With facilities in 23 states and the District of Columbia, Ascension Health has well over a petabyte of images stored, and it's a very large cost for the organization to continuously expand PACS storage, Joseph said. In researching diagnostic image retention requirements at both the state and federal levels, Joseph discovered that retention time periods varied tremendously; some states did not have an image retention requirement at all, while others have complex image retention rules.
Next, Joseph evaluated the health system's current PACS vendor installations and the feasibility of doing rules-based deletion. One of the largest PACS vendors did have an image life cycle management tool, but no one had ever used it, she said.

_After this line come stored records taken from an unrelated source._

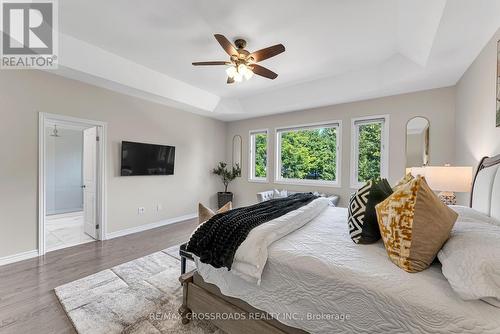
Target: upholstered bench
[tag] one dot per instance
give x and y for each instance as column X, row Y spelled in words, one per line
column 267, row 195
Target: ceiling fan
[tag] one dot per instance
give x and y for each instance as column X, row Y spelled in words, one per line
column 242, row 64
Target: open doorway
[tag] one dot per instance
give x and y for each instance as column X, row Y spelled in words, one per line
column 71, row 181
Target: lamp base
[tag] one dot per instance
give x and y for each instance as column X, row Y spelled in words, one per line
column 448, row 197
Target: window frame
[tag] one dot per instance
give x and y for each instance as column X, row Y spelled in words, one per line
column 251, row 156
column 384, row 160
column 320, row 183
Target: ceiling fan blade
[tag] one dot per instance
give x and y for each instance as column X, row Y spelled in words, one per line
column 267, row 52
column 226, row 45
column 200, row 63
column 264, row 72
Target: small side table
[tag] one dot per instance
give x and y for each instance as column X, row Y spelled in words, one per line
column 185, row 255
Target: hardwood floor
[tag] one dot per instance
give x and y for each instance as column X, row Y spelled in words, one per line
column 27, row 300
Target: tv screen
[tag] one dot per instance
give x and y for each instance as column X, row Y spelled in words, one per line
column 147, row 159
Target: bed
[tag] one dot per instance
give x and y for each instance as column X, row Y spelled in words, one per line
column 317, row 280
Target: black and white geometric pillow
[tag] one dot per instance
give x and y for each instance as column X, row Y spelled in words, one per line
column 363, row 224
column 357, row 210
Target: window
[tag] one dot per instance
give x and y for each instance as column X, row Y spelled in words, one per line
column 369, row 149
column 309, row 154
column 258, row 156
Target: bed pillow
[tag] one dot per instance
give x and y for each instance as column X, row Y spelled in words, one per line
column 471, row 261
column 205, row 213
column 414, row 225
column 363, row 226
column 466, row 214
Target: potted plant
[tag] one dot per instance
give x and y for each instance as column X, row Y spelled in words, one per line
column 226, row 175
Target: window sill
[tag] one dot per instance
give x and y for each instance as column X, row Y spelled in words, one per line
column 314, row 183
column 258, row 180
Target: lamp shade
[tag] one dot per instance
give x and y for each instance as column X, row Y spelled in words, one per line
column 446, row 178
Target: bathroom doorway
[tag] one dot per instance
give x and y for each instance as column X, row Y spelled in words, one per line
column 71, row 188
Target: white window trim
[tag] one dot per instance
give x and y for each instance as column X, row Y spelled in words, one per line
column 319, row 183
column 251, row 157
column 384, row 160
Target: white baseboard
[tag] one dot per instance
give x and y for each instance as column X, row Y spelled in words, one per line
column 146, row 227
column 18, row 257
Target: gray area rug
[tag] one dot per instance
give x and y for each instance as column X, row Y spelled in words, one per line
column 140, row 296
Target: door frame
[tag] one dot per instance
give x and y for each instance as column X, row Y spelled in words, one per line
column 101, row 191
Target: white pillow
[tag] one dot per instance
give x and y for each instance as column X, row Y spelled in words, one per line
column 280, row 194
column 471, row 260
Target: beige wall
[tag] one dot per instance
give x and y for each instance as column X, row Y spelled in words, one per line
column 476, row 132
column 437, row 105
column 23, row 94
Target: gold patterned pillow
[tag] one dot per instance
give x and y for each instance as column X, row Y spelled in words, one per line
column 414, row 225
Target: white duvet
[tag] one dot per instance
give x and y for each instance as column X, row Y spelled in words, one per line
column 251, row 256
column 317, row 279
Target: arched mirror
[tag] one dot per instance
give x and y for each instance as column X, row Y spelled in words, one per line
column 237, row 147
column 417, row 142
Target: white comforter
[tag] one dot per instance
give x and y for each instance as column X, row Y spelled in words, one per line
column 251, row 256
column 318, row 280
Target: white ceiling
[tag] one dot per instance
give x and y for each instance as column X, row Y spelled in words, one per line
column 336, row 50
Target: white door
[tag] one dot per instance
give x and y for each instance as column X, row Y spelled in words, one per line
column 90, row 181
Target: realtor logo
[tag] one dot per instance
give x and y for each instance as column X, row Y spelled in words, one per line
column 29, row 34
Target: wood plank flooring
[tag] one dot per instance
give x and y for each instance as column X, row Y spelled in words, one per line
column 27, row 300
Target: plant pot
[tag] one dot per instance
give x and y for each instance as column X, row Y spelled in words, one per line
column 224, row 197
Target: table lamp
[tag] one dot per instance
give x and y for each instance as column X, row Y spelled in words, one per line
column 446, row 179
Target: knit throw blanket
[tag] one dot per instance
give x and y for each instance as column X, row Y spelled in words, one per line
column 215, row 242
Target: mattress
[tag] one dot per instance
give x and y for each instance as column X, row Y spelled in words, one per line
column 318, row 280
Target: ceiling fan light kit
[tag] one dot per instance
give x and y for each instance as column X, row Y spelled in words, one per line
column 242, row 64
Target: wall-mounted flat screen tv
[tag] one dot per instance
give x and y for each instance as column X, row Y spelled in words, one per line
column 147, row 159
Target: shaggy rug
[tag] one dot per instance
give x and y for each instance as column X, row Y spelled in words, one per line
column 140, row 296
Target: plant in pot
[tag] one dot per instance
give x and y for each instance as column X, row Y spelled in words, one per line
column 226, row 175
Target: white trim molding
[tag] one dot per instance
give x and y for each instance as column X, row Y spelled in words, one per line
column 47, row 118
column 150, row 226
column 321, row 183
column 251, row 156
column 384, row 159
column 18, row 257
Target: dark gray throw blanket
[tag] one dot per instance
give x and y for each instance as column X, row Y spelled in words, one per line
column 215, row 242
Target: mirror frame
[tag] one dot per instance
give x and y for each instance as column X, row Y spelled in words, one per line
column 426, row 142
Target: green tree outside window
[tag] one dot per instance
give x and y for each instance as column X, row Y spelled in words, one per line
column 260, row 154
column 309, row 154
column 369, row 151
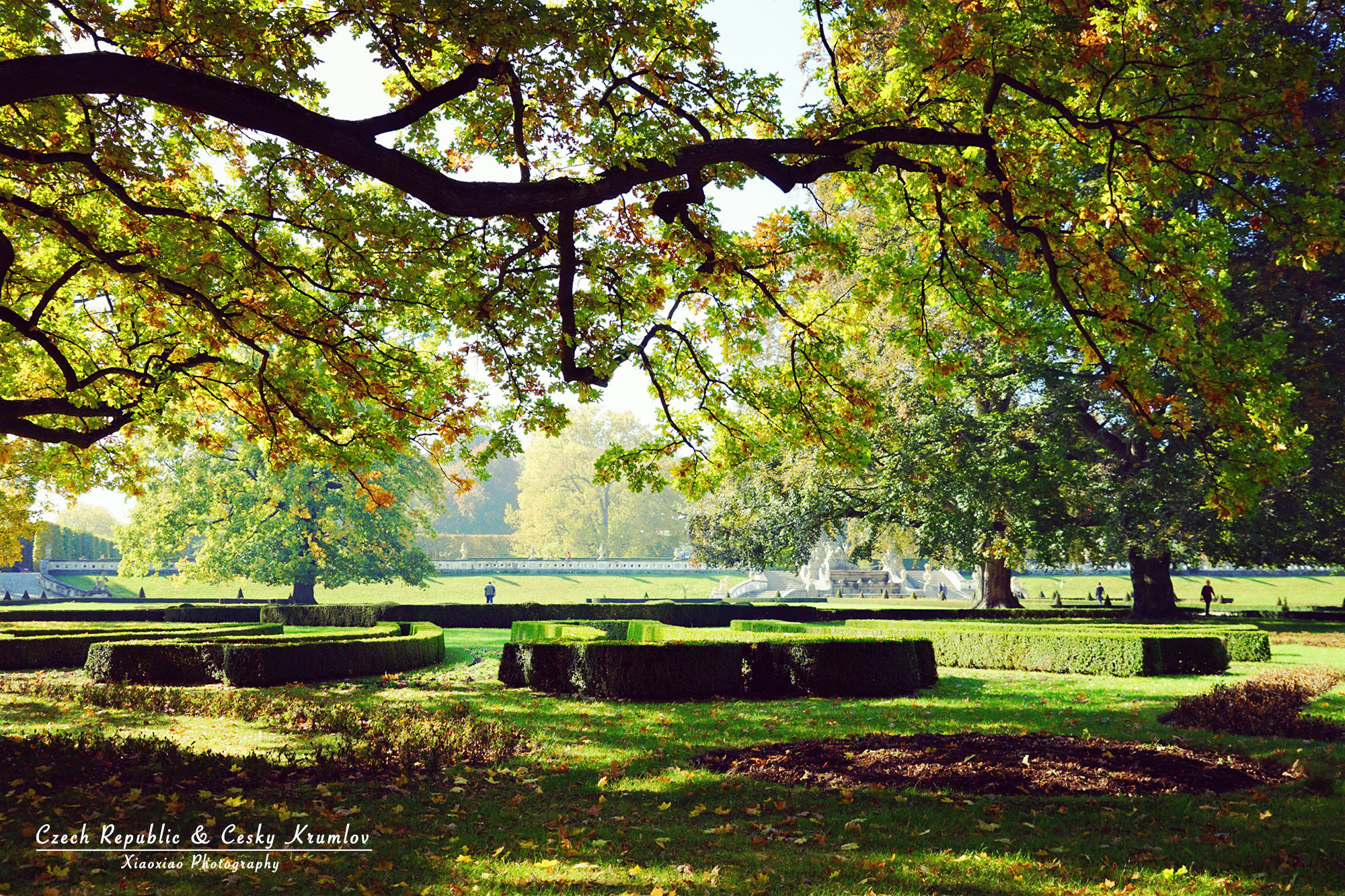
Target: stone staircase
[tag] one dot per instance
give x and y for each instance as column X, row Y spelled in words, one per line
column 766, row 585
column 18, row 583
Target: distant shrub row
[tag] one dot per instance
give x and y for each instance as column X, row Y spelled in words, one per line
column 262, row 662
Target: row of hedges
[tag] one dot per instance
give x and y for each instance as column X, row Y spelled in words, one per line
column 64, row 650
column 258, row 663
column 224, row 612
column 81, row 615
column 691, row 615
column 1090, row 653
column 660, row 671
column 1243, row 643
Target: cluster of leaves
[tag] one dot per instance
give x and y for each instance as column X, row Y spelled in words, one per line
column 1309, row 638
column 563, row 506
column 1269, row 705
column 233, row 512
column 368, row 740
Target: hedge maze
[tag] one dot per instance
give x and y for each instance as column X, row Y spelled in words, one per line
column 244, row 655
column 642, row 659
column 646, row 659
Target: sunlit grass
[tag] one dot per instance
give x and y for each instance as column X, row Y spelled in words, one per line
column 610, row 798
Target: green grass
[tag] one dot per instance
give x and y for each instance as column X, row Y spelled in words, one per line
column 610, row 799
column 1249, row 592
column 442, row 589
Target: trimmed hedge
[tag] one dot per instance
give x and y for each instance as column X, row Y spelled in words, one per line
column 769, row 626
column 1247, row 646
column 626, row 670
column 59, row 651
column 81, row 615
column 645, row 670
column 568, row 630
column 1048, row 649
column 1187, row 655
column 836, row 667
column 268, row 661
column 691, row 615
column 340, row 615
column 157, row 663
column 658, row 671
column 548, row 667
column 262, row 665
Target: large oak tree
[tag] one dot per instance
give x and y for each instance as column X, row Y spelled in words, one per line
column 184, row 228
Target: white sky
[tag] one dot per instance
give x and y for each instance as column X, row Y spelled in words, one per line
column 765, row 36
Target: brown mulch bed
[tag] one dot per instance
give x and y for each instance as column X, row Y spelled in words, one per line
column 1309, row 638
column 1040, row 764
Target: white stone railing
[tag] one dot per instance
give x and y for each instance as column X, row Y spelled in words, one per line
column 76, row 567
column 587, row 567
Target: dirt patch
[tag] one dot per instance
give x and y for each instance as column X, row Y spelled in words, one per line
column 1042, row 764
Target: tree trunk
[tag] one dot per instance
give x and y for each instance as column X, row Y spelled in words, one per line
column 305, row 583
column 1152, row 580
column 997, row 584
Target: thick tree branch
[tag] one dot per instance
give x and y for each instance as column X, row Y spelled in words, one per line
column 352, row 143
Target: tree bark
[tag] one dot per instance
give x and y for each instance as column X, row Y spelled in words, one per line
column 997, row 584
column 305, row 583
column 1152, row 581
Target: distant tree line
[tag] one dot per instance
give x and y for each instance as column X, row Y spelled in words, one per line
column 68, row 544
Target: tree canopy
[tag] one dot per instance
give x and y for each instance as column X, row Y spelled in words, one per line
column 184, row 229
column 564, row 507
column 232, row 513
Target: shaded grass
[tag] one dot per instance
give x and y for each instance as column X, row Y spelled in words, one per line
column 552, row 589
column 611, row 801
column 1247, row 592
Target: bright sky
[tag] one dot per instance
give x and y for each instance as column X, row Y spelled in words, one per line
column 765, row 36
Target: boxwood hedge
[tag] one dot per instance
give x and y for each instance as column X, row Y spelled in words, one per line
column 255, row 665
column 649, row 667
column 1091, row 651
column 270, row 661
column 64, row 650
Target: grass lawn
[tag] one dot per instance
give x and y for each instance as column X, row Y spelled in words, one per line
column 1249, row 592
column 609, row 798
column 440, row 589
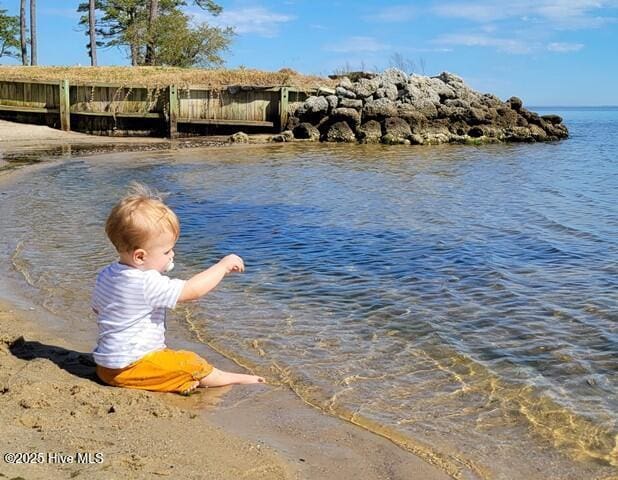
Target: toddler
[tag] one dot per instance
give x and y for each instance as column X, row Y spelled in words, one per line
column 131, row 296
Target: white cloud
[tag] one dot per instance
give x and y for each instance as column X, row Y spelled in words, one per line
column 564, row 47
column 357, row 44
column 395, row 13
column 508, row 45
column 564, row 14
column 257, row 20
column 60, row 12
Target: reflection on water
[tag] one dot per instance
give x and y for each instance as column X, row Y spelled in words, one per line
column 461, row 301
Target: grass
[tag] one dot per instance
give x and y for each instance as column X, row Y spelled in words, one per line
column 163, row 76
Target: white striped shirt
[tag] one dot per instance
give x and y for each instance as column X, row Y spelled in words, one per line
column 130, row 306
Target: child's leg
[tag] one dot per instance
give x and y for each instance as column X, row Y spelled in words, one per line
column 219, row 378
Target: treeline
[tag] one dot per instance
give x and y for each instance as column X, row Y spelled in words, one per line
column 152, row 32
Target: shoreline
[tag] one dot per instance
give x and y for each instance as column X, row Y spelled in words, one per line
column 52, row 402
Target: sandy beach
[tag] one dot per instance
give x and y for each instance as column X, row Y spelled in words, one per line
column 60, row 421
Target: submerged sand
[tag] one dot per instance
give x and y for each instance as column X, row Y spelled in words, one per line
column 52, row 404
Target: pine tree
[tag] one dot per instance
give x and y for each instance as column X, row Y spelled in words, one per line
column 9, row 35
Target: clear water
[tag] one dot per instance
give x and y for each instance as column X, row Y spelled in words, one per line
column 459, row 300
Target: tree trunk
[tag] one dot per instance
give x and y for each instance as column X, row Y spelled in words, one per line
column 152, row 19
column 134, row 54
column 33, row 39
column 93, row 36
column 22, row 26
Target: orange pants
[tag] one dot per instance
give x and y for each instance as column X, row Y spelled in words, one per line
column 161, row 371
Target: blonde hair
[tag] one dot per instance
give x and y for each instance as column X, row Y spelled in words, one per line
column 139, row 216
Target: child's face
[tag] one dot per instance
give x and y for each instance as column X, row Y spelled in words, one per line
column 159, row 253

After testing and working with the software engineers to get the tool to perform with 100% accuracy and be able to apply complex rule sets, they then tested and validated it to make sure that the space freed up in the archive could be reused. That tool has been used to delete seven years of old data from an archive, and rules have been set up to run daily to delete images that are aged and now meet the deletion rule, Joseph said.
The result has placed the archive's annual storage growth in a near-neutral pattern, she said.
"We are in the process of purging our archives that are eligible, based upon regulatory and local policy retention requirements, and putting daily deletion runs in place," Joseph said. "This process will help Ascension Health avoid significant storage media costs over the upcoming few years."